Jadis fief des adorateurs de l'Hypogée, la Forêt de Liesel avait connu de nombreuses arrestations et exécutions. Les flammes des bûchers s'étaient reflétées dans le regard dédaigneux des villageois lumèniens, tandis que les cris des condamnés louant Onys —la maîtresse du mal— prenaient part à une exode infinie jusqu'aux plaines lunaires. L'événement du Culte Onysien de Liesel, de mille six cent vingt huit ; une sombre époque au parfum de chair calcinée.

La lune pleine donnait de tous ses feux, irradiant dans le voile noir de la nuit. Un bruit de feuilles froissées trancha le calme macabre de ces vierges frondaisons. Une chouette glissa son œil scintillant entre les branches, tout près d'un gigantesque bâtiment de pierres grises qui, nonobstant les siècles, se tenait encore fièrement debout. La musique entêtante de son clocher, autrefois d'usage, résonnait comme une illusion. La brise était fraîche, étouffée par les ténèbres qui engloutissaient ces bois pourtant gorgés de vie.
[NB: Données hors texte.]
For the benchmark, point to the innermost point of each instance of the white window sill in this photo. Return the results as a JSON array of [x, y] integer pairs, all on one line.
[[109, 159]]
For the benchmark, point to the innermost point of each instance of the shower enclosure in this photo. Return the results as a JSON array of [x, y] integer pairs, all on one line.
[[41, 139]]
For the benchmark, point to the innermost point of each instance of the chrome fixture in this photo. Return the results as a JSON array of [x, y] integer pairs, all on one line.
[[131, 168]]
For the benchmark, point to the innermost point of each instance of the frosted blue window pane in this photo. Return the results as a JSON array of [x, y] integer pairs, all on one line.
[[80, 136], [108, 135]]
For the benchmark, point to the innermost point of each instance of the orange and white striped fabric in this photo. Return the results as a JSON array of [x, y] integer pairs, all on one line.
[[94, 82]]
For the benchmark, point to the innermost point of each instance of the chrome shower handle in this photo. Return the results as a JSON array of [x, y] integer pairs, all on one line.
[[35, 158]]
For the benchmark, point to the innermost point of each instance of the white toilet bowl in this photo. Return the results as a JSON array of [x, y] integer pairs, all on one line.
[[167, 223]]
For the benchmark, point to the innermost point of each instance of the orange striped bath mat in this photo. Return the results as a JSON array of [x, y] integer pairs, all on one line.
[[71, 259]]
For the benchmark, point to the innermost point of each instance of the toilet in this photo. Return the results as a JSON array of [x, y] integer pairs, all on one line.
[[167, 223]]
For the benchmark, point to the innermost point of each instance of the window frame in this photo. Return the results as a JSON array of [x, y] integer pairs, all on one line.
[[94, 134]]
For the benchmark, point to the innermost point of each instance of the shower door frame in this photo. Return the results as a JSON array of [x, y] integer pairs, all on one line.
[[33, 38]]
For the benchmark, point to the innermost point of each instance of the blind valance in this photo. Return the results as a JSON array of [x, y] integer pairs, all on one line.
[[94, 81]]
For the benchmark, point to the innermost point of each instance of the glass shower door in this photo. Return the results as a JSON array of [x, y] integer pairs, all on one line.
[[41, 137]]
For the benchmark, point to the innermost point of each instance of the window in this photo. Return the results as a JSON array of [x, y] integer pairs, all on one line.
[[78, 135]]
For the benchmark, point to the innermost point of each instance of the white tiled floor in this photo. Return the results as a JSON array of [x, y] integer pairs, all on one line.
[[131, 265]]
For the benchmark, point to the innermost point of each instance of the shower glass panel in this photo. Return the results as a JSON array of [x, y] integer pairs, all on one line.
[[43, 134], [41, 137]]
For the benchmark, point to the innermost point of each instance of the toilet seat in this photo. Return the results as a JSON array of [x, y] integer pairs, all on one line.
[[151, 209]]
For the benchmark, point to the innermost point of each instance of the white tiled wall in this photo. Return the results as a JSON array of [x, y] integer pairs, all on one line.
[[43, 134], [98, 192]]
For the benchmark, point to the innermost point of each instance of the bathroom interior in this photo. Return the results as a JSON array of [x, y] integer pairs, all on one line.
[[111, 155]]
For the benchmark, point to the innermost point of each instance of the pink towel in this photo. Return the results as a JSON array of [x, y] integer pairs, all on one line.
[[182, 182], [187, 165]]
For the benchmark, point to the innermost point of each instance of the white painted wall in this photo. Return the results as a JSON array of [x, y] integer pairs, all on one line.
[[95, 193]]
L'Abbaye de Liesel était un lieu abandonné depuis près de deux cent cinquante ans. Les lumèniens racontaient tout un monceau d'histoires sur cette place ô combien oppressante et mystérieuse. Autrefois habités par une abbesse et ses sœurs, ces murs saints auraient été la demeure d'Onys elle-même. La reine de l'Hypogée aurait creusé un passage entre son monde et celui des vivants afin d'y parvenir à sa guise ; selon la légende, la passerelle se trouverait dans les entrailles de cette abbaye.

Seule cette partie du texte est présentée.